Better Way to Give, he adds, has a dual purpose of discouraging panhandling while urging the public to give to legitimate organizations. Funds are used to help those in immediate crisis meet short-term needs. The mayor’s office also connected the couple with the team at Open Doors Homeless Coalition, who helped them secure a place to live.
“The Bakers were not looking for a handout, just some help to get on their feet and make a new life,” Hewes says. “A little love goes a long way, and our coastal initiative is making measurable, incremental differences with people like Rebecca Kajdan leading the way.”
The couple also found advocates at Back Bay Mission in Biloxi, where Executive Director James Pennington says that sadly, such situations are all too common.
“It is not unusual to have 10 or more individuals (weekly or even more often) who disclose that they are newly unsheltered or new arrivals to the Mississippi Gulf Coast, finding themselves falling on difficult times,” he adds.
Soon after Back Bay became aware of the Bakers’ plight, staff got to work. The case manager and director of client services, in conjunction with Better Way to Give and Open Doors, devised a plan. Within a week, Baker’s husband had secured a job at IPL, a subcontractor of DuPont, and in May, they moved into an apartment in Vancleave.
“Katherine was very self-empowered and made sure to follow up with case management staff,” Pennington says. “She was a strong advocate for herself and her husband to access the services to find a home.”
‘A MILLION LITTLE THINGS’
Once the couple had a home, Back Bay came through again with a hope chest, which contained clothing and household items. Those donations were followed by a bed, a couch, kitchen items and other necessities.
“They actually had real solutions,” Baker says of those on the Coast who have helped her. “Every hurdle we had, there was something they could do.”
Those obstacles can be seemingly trivial matters most people take for granted or rarely think about, but which Baker knows can hold someone back. Those in her position, she adds, often are so overwhelmed that they don’t even know where to start.
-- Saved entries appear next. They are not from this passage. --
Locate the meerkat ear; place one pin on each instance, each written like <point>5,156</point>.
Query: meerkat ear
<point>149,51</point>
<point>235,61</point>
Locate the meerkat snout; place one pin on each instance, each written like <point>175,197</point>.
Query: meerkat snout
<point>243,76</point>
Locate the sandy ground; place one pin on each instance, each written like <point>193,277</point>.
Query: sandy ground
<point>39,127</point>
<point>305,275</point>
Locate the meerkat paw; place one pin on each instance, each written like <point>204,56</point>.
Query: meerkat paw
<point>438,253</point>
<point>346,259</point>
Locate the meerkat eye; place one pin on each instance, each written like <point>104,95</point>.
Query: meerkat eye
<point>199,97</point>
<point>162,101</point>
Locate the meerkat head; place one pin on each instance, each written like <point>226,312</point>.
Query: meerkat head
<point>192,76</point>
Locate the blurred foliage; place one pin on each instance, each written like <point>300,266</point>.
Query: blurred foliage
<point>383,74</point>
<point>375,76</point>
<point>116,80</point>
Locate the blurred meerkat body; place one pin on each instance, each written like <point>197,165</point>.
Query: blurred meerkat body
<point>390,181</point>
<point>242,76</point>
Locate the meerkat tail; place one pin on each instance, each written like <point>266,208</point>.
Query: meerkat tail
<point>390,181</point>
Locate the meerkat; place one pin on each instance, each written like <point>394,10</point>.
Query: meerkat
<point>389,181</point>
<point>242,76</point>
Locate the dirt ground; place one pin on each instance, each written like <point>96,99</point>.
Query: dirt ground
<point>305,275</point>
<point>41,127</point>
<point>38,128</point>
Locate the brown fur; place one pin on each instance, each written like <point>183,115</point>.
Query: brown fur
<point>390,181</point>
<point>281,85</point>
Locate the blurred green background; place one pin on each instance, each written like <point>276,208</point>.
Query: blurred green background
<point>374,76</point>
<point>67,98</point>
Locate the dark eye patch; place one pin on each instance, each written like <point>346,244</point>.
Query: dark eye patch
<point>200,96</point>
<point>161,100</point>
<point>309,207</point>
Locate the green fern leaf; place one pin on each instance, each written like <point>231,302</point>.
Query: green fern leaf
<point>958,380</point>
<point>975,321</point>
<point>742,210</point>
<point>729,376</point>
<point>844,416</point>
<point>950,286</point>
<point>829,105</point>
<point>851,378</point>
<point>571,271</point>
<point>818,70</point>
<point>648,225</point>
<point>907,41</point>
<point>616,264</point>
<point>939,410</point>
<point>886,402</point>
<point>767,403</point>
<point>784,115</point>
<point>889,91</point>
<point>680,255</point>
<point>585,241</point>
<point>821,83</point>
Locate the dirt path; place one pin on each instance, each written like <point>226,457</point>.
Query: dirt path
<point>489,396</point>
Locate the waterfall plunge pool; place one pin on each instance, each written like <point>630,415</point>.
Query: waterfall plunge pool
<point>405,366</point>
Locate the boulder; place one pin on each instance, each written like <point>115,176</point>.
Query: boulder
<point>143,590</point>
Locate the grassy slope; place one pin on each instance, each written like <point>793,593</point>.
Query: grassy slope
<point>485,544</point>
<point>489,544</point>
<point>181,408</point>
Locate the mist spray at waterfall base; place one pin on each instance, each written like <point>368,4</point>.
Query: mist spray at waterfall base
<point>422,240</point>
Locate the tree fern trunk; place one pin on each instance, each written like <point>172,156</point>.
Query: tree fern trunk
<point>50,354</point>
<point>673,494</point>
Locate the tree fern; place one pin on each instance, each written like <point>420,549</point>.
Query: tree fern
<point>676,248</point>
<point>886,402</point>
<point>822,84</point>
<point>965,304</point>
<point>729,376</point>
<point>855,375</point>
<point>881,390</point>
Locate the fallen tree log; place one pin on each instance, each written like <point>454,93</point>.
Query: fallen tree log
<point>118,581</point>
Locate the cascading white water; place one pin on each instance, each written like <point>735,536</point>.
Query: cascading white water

“You can’t climb that ladder if you can’t even get your feet on that first step,” Baker says. “There were a whole lot of barriers that stopped us — little things that compound into bigger things. It was, you know, lunches for work and showers and tires and gas money. There are a million little things that keep you from helping yourself that once you get into that hole, you can’t get out.”
Over the summer Baker shared her experience at the Ground Zero Blues Club, where she spoke as an advocate for Better Way to Give.
“I hope in the future that there can be more of private funding or discretionary funding because everybody’s situation is different …,” Baker says. “Food and water and clothes are not the only things that people need. Those are life-sustaining things, but those aren’t necessarily life-building things.”
“This is the place that gave me a life; I got my opportunity to have a life here,” she says. “This is my home, and there’s a lot of people here that actually want to try to help.”
‘THIS IS MY HOME’
While the couple is in a much better position now, Baker still has plenty on her mind; the couple’s vehicle, which Marcus relies on to go to work, isn’t very reliable. Important paperwork was lost in the fire, so they’ve struggled to get the car registered. Similar challenges apply to getting medical treatment and medication.
Marcus works 12-to-15-hour shifts to make ends meet, which is crucial to keeping them off the street and on a good trajectory. Baker dreams of one day owning a home and being able to give back to the community that has given her so much.
“This is the place that gave me a life; I got my opportunity to have a life here,” she says. “This is my home, and there’s a lot of people here that actually want to try to help.”